Healthcare Data Breaches: What Are Your Legal Obligations for Notifying Affected Parties?

As your business or practice becomes more data-driven and electronically interconnected, are you ready to respond to intrusions into your data and systems?  Here are some things you’ll need to know if you experience a data breach.

Healthcare Data Breaches

A hacker has just infiltrated your business’s IT system and accessed the records of hundreds – or maybe even thousands – of your patients or clients. These records include identifying information as well as sensitive information about the patients’ or clients’ health histories and conditions.

Whom do you notify about the breach? By what means do you provide the notice? And how soon do you provide the notice?
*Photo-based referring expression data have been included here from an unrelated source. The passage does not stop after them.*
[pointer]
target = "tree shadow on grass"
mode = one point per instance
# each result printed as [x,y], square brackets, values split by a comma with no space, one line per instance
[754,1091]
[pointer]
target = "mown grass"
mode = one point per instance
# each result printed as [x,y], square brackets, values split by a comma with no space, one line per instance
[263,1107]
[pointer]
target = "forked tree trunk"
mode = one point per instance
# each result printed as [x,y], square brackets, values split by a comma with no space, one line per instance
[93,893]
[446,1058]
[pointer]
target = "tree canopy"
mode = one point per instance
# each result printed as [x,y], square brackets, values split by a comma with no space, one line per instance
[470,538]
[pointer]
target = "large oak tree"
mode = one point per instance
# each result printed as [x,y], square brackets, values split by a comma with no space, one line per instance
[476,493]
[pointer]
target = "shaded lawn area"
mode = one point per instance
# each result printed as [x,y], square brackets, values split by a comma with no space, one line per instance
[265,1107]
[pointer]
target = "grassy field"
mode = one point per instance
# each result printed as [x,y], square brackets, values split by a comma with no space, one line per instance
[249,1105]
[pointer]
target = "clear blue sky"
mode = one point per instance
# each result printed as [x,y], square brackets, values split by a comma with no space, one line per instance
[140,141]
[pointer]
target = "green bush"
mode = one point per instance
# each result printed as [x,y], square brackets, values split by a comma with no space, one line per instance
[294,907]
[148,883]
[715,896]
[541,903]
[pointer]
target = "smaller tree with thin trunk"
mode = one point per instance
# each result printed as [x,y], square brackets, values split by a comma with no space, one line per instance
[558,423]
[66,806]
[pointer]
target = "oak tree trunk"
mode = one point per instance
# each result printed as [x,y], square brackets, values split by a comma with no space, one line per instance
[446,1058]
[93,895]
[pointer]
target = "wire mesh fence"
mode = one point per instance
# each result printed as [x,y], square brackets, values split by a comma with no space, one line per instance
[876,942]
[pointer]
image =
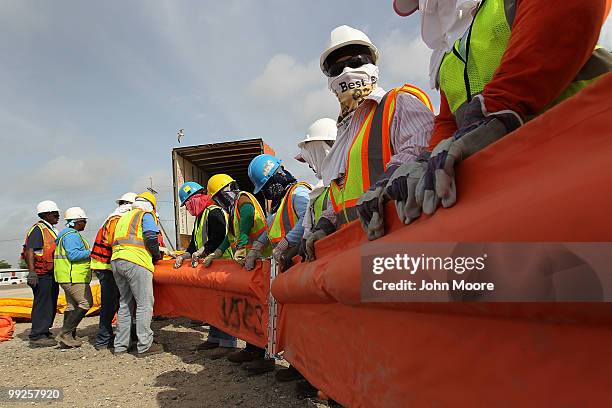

Data Breaches: Increasingly Common and Costly

This is a hypothetical scenario that is becoming an all too common reality throughout the U.S. healthcare sector. According to Protenus, a healthcare data analytics firm, and DataBreaches.net in their “2019 Mid-Year Breach Barometer,” during the six-month period from January through June of 2019, there were more than 31 million patient records exposed to third parties through incidents of hacking (including via ransomware, malware, or phishing), theft, and employee or other “insider” access, among other causes. That’s more than double the number of records exposed from a data breach in the healthcare industry during the entire year in 2018 (approximately 14 million).   

While the most publicized breaches involve insurance companies, healthcare technology companies, and large hospital systems, hackers target specialty practices as well. And while the direct consequences of the breach can be onerous enough, the ensuing investigation can unearth a range of other issues.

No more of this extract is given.